Partie seule aux États-Unis avec ses trois enfants, la native du Scorpion s’est adonnée à l’écriture dès son arrivée. Elle a écrit un peu de tout. Sa vie, ce qu’elle a vécu. Les sentiments qui la traverse, son pays. « J’écris pour la jeunesse, j’écris pour le changement d’Haïti, mais aussi l’amour », a-t-elle indiqué. « J’ai commencé avec l’écriture, ça n’avait pas vraiment marché. Les messages que je voulais faire passer n’atteignaient point les cibles. De ce fait, j’ai décidé de me lancer dans la chanson », raconte l’artiste qui a déjà sorti trois albums sous la direction de son fils cadet, Jeff Clermont, ingénieur de son. Son premier album « Ayiti, reyalite m se ou » est sorti en 2000. Ensuite, viendront «Yon chans » et « J’attends » sortis respectivement en 2007 et en 2010.
« Je crois que j’ai l’art dans la peau. Toute petite, je dansais à l’église. Je chantais à la chorale des enfants. Au secondaire, c’était un véritable dilemme. J’étais toujours perdue dans mes écrits, distraite. « Je suis née artiste, mais la famille voulait autre chose pour une jeune fille de mon rang, surtout qu’il y avait peu de femmes dans la musique à cette époque-là », regrette la chanteuse, qui a mis en veilleuse ses passions un bon moment pour se consacrer à sa vie de femme mariée.
Ayant grandi au cœur de la musique, la native des Cayes confie avoir hérité l’âme artistique de sa grand-mère. «Grand-Ma était un grand fan de Martha Jean-Claude, elle prenait plaisir à fredonner ses chansons. Il ne se passait pas une heure sans que tu entendes une mélodie rouler sur ses lèvres », confie la dame qui a vécu des jours heureux chez Grand-Ma dans le Sud.

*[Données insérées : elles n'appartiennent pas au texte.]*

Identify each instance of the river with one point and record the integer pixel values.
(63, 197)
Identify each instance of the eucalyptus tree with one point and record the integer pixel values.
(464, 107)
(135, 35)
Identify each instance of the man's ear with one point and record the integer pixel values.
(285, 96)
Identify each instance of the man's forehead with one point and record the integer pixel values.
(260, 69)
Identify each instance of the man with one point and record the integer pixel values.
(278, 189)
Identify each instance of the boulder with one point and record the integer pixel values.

« Eh oui! je garde de très bons souvenirs de mon enfance. Les vacances aux Cayes avec grand-mère étaient tellement réjouissantes. On montait à cheval, on se baignait a la rivière, on se promenait dans les champs, savourait des mangues délicieuses. C’était la belle vie », songe la chanteuse qui confie avoir été une enfant au grand cœur, épanouie, gaie.

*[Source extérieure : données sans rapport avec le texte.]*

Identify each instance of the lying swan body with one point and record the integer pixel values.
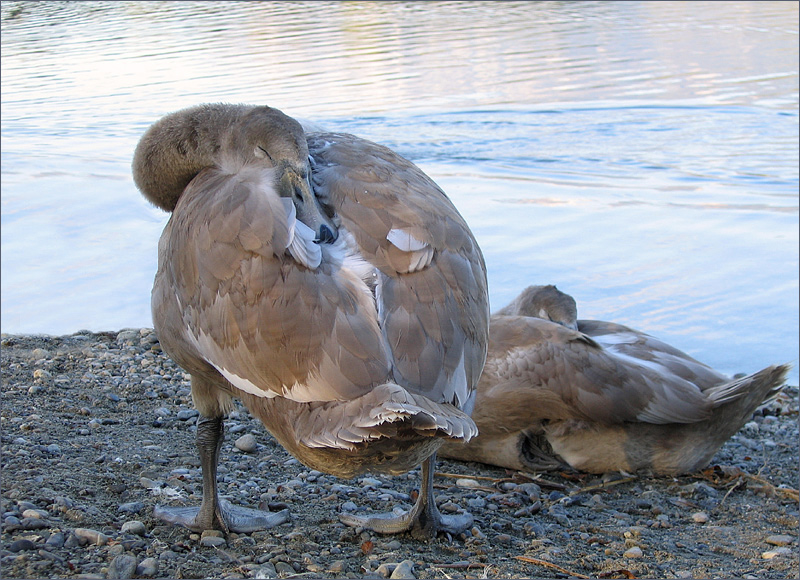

Des souvenirs précieux de son pays que Jocelyne a su conserver malgré les années. Son pays, Haïti, le pays qui l’a vu naître. Un pays qu’elle n’a pas voulu quitter. Aujourd’hui, elle aime autant sa mère patrie, mais revenir y habiter n’est toujours pas dans ses plans. « J’aime Haïti, mais les conditions pour lesquelles je suis partie persistent et demeurent », se plaint la chanteuse qui ne rêve que d’une Haïti nouvelle et prospère. Une Haïti dont les fils et les filles ne finiront plus en torchon. Une Haïti où elle pourra vivre et croquer la vie, sans peur ni frayeur.